Little Ma could see the sense in Hwong’s words. They looked at each other one last time and fled the bedroom.
“Where are you going?” McLean gasped from the bed. “You boys have broken many valuable things. You will have to compensate me, or else you cannot leave!”
“It was you who broke everything,” Hwong told police he replied to McLean. “If you hadn’t hit us, then nothing would be broken. Besides, everything in this house is so damn fancy, we’ll never be able to pay for it.”
“If it is so, then forget about leaving!” McLean smiled wickedly.
Hwong understood there was no easy way out. He stopped his friend and exchanged glances with him again. Each understood what the other meant to do. They would use their own two hands to remove the obstacle before them.
“I will slaughter you, white-skinned pig!” Hwong hissed as he pinned McLean’s legs. Little Ma rushed into action, grabbing a pillow off the bed and pressing it onto McLean’s face, suffocating him. It was not long before he ceased to struggle.
The two boys had no practice in the art of murder. They were not sure if McLean was really dead. They discussed it and agreed not to leave a witness. They managed to scrounge up some electrical wire, using it to tie McLean’s hands and feet. They took a nylon stocking and shoved it deep into his mouth.
The last step was to get rich. Hwong took a small number of Hong Kongese bills, a gold wristwatch and a piece of ancient jade jewelry that McLean had brought back from one of his trips to the Mainland. Little Mao took cash and four pieces of antique jade jewelry.
The police set up a reward of $25,000 for the capture of the killers. Hwong, by carelessly leaving his fingerprints on the soda can, ensured that they never needed to pay out the reward.
The other suspect, Little Ma, was, by the time of Hwong’s arrest already serving a sentence in the Pik Uk Correctional Facility for an extortion charge. Before the brief sentence could be completed, he was taken by police from the facility for interrogation.

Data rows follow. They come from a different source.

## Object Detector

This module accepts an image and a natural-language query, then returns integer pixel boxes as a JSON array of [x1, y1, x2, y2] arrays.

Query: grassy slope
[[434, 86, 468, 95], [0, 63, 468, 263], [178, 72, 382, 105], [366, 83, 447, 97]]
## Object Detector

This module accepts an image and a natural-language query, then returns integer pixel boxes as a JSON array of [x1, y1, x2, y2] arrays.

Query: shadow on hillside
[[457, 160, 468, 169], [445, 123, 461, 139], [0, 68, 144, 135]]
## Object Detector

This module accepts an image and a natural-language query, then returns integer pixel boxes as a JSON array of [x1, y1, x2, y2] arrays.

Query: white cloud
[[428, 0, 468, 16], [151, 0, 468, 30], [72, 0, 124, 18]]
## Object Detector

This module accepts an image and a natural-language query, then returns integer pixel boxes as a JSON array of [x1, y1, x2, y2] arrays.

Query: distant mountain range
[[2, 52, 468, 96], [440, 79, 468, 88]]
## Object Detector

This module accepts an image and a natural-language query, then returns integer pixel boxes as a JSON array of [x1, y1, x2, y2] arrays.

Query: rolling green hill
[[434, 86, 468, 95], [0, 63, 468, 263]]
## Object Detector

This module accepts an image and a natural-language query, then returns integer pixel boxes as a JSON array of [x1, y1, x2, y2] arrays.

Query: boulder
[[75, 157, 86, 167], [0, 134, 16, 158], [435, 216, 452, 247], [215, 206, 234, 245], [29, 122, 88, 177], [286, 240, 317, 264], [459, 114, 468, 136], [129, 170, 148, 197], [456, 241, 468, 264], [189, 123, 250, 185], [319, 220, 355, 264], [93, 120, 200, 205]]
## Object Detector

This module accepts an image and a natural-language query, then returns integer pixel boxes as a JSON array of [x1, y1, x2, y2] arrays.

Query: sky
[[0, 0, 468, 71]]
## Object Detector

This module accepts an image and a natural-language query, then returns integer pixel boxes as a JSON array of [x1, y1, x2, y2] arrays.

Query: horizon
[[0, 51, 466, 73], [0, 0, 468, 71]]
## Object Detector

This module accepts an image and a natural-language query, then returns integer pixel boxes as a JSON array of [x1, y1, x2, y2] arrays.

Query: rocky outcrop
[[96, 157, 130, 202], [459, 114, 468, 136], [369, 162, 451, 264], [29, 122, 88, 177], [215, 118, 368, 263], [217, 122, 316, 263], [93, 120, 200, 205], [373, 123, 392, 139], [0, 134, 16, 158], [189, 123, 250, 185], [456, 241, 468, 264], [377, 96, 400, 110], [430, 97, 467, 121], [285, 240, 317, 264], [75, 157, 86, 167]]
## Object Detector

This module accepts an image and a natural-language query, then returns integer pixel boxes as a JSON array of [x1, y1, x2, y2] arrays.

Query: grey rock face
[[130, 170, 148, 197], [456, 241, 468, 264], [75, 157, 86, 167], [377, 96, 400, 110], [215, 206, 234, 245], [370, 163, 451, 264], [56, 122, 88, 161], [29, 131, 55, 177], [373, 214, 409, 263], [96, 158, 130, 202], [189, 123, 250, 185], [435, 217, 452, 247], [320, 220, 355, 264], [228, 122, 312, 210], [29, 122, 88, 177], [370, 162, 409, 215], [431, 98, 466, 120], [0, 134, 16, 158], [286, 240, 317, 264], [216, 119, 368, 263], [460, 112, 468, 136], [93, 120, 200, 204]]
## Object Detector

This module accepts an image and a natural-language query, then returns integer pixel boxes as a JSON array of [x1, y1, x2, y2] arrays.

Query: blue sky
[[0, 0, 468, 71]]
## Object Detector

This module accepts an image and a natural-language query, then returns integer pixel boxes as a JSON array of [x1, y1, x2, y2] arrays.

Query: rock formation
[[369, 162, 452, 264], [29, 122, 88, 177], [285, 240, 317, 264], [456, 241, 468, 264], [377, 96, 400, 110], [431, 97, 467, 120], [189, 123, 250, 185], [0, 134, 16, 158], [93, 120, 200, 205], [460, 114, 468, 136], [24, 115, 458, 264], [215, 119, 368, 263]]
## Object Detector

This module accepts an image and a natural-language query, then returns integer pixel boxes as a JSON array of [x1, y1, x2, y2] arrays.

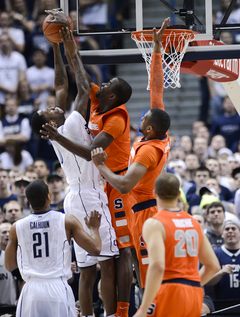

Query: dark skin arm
[[65, 210, 102, 256], [50, 42, 68, 111], [5, 223, 18, 272], [40, 123, 114, 161], [60, 28, 90, 118]]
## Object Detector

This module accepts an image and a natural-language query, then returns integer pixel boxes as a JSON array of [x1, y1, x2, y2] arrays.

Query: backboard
[[61, 0, 240, 64], [60, 0, 240, 113]]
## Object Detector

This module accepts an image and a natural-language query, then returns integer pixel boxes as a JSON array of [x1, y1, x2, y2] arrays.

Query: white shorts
[[16, 278, 76, 317], [64, 187, 119, 268]]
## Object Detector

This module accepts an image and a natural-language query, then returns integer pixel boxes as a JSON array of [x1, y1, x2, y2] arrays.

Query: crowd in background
[[0, 0, 240, 315]]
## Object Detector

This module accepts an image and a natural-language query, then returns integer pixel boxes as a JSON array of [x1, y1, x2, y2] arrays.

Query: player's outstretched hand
[[59, 27, 77, 56], [40, 123, 59, 141], [91, 147, 107, 167], [45, 9, 70, 27], [84, 210, 102, 229]]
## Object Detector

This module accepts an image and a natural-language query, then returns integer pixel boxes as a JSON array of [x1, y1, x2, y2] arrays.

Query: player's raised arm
[[50, 42, 68, 112], [150, 18, 170, 110], [60, 27, 90, 118]]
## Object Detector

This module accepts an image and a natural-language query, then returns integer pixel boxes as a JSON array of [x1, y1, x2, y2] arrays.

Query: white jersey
[[52, 111, 100, 189], [16, 210, 72, 281], [52, 111, 119, 268]]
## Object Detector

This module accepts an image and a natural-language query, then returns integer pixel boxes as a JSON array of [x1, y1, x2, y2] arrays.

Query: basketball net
[[132, 29, 194, 90]]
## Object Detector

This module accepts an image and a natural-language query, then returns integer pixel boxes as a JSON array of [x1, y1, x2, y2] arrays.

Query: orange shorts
[[104, 173, 133, 249], [147, 283, 203, 317], [131, 201, 157, 288]]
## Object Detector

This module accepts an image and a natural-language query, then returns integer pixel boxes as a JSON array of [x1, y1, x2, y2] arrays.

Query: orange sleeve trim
[[150, 53, 165, 110]]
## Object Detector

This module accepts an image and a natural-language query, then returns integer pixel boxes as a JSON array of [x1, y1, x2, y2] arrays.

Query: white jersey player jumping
[[31, 25, 119, 316], [5, 179, 101, 317]]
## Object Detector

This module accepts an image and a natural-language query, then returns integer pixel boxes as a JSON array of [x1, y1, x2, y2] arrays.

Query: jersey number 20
[[174, 229, 199, 258]]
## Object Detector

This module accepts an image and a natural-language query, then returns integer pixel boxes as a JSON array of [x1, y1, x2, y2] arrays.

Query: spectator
[[208, 220, 240, 300], [0, 11, 25, 53], [192, 120, 205, 139], [0, 139, 33, 173], [33, 159, 49, 183], [208, 134, 226, 158], [26, 49, 55, 109], [205, 158, 233, 201], [0, 168, 17, 210], [3, 200, 23, 224], [195, 124, 210, 143], [24, 168, 38, 183], [8, 168, 21, 195], [15, 175, 30, 217], [169, 145, 186, 161], [205, 202, 225, 249], [187, 166, 211, 213], [0, 98, 31, 146], [185, 152, 200, 182], [211, 96, 240, 149], [0, 222, 17, 309], [69, 10, 103, 86], [0, 34, 27, 107], [47, 174, 65, 214], [180, 135, 193, 154], [168, 160, 193, 194], [193, 137, 208, 164], [206, 177, 232, 201]]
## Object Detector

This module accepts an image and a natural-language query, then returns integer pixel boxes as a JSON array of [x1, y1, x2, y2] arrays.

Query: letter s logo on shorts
[[114, 198, 123, 209], [147, 303, 156, 316]]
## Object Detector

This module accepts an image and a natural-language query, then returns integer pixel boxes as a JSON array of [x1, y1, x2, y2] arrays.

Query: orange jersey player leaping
[[92, 18, 170, 288]]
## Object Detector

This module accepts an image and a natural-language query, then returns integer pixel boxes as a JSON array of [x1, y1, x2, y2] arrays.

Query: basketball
[[42, 14, 73, 43]]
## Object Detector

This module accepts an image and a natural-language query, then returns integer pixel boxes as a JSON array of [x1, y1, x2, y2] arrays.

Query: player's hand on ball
[[45, 9, 69, 27], [59, 28, 77, 56], [84, 210, 102, 229], [91, 147, 108, 167]]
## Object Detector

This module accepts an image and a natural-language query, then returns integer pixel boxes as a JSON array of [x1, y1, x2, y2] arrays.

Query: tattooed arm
[[60, 28, 90, 118], [51, 43, 68, 111]]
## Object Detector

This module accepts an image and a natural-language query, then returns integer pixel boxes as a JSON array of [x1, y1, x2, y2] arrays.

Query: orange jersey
[[88, 85, 130, 172], [153, 210, 202, 282], [130, 134, 170, 205]]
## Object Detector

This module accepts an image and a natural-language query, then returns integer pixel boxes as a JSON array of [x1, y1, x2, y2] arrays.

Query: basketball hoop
[[131, 29, 194, 90]]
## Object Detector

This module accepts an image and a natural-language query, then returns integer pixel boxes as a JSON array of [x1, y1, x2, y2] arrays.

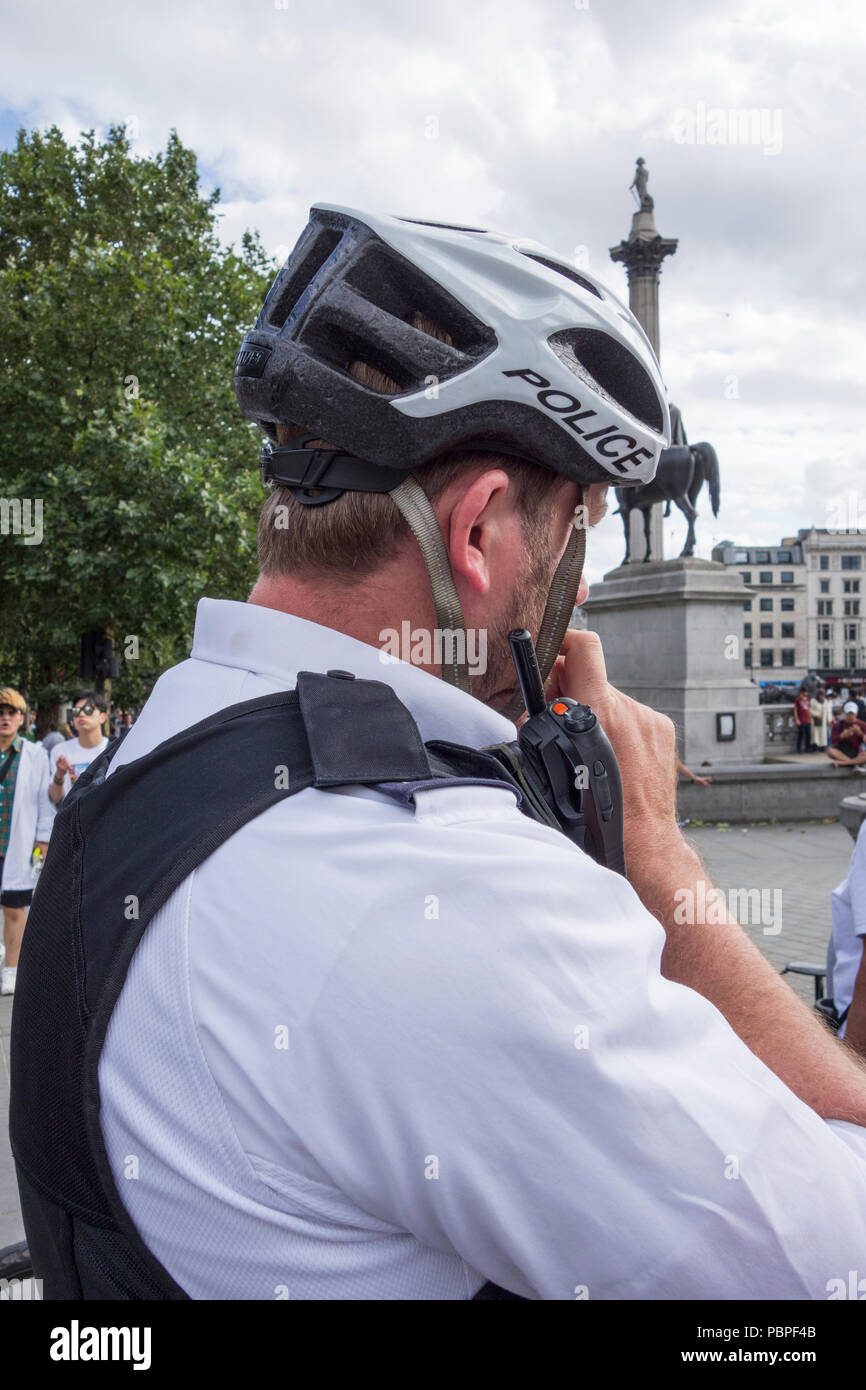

Hwong Chi-Kiang was arrested on the 29th of October. Little Ma’s turn came at the beginning of November.
Hwong went to trial first in the Western District Court. He declared that he was nineteen years old, a tai pan of the dance floor. He was charged with murder, burglary, car theft and driving without insurance.
In the middle of May, 1981, the case was moved to the High Court. The charges were amended as follows: One, murder, two, burglary, three, car theft. Hwong denied the murder charge but plead guilty to unintentional manslaughter and the other two charges.
The presiding judge, Justice Robbins, in deciding the case stated that the accused had come from an impoverished family. His level of schooling was dreadfully low. Two years prior, he had been sentenced to hard labour at a youth correctional facility and claimed to have reformed himself and found a new direction in life. In light of the present case, this was clearly not true.
The judge further stated that the accused had joined in beating the victim and that the charge of manslaughter was made out. Accordingly, he sentenced Hwong to three years’ imprisonment. For the burglary he imposed a sentence of nine months and for the car theft, three months, but this latter was to be served concurrently. Therefore, Hwong would be sentenced to a total of three years and nine months in jail.
As for the other accused in the case, Little Ma, because he denied the murder charge and also refused to plead guilty to manslaughter, he would be tried separately. In July of 1981, the High Court, with Judge Hope presiding, set down its judgment. The accused, Ma (given name unstated), sixteen and a half years of age, was charged with the same three crimes as Hwong Chi-Kiang. During the trial, Ma changed his plea to guilt on all counts. Based on the precedent set by Judge Robbins, Judge Hope sentenced Ma to the same three years and nine months in prison.